ST FRANCIS CATHOLIC CHURCH 22 X 100 FEET ACRYLIC ON STUCCO. 250 LOCAL PORTRAITS OF ABQ DIVERSE COMMUNITY

 

 

    BARRELAS COMMUNITY CENTER, ABQ, NM 

 

      ST. FRANCIS HOSPITAL, SANTA FE, NM                     ALVORD  ELEMENTARY SCHOOL SANTA FE, NM 1995

 

 

                               SANTA FE HIGH SCHOOL, SANTA FE, NM  1997

 

 

             MOUNTAINAIR CATHOLIC CHURCH, MOUNTAINAIR, NM    1988              MOUNTAINAIR CATHOLIC CHURCH, MOUNTAINAIR, NM

   

 

                   ENTERIOR OF THE MOUNTAINAIR CATHOLIC CHURCH                                              DAUGHTER ROWAN AT 12 WITH CUT MOSAIC PIECES

 

Over the years I developed what I called "PLYWOOD MOSAIC" which is exactly as it sounds, a mosaic composition made from cut and shaped individual pieces of plywood.

 

                             DONA ANNA HEALTH CENTER, LOS CRUCES, NM 2002

 

 In 1999 I moved to Los Cruces, New Mexico, to begin a long term association with Irene Oliver Lewis, Artistic Director of  the Court Youth Center. Over the next three years I would do several murals working collaboratively with many of the youth who attended the center. The first big project we did was to do a "wrap around" plywood mosaic mural for the central waiting room of the Dona Anna Health Center. We worked for over 6 months to complete the whole project. It was installed by the Dona Anna County Maintenance Department.
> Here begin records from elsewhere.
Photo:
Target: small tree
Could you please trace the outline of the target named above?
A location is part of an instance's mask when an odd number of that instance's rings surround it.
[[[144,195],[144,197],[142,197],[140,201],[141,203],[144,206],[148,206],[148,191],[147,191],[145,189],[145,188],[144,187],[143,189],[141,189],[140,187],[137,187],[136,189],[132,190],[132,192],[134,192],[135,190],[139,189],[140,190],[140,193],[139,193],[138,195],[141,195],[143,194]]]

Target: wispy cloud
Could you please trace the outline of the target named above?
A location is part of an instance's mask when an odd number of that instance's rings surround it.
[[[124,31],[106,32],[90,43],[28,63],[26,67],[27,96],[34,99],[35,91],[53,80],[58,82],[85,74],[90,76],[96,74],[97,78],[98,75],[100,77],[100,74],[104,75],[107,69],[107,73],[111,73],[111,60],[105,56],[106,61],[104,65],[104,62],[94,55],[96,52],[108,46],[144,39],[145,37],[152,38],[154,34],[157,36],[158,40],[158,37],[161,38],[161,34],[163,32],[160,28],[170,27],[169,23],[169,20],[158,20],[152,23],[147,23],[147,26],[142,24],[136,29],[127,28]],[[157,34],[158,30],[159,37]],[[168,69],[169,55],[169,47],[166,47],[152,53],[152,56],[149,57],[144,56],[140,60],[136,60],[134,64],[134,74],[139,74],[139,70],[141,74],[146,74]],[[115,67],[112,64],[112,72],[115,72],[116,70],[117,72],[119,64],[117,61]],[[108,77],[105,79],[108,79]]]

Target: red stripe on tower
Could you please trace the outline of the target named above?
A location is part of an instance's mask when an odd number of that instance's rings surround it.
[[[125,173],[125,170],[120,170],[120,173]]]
OLD MESQUITE HISTORICAL PARK, LOS CRUCES, NM. 2005

 Again with Irene Oliver Lewis when she organized students to work with me for over a year. It was the last project I did with Irene Oliver Lewis who is one of my most dear friends and totally supportive patron time after time. We were to create a very large ceramic mural 7 x 80’ for the Mesquite Historical District. There were eight ceramic panels depicting the history of southern New Mexico, starting with his indigenous people and going through the development of the town of Los Cruces. Altogether over 40 youths worked with me using photographs and the memory of local people to create each scene depicting an era of Los Cruces.

 

 

If you got this far, thank you so much for taking this journey. Wow. I'm tired, how about you?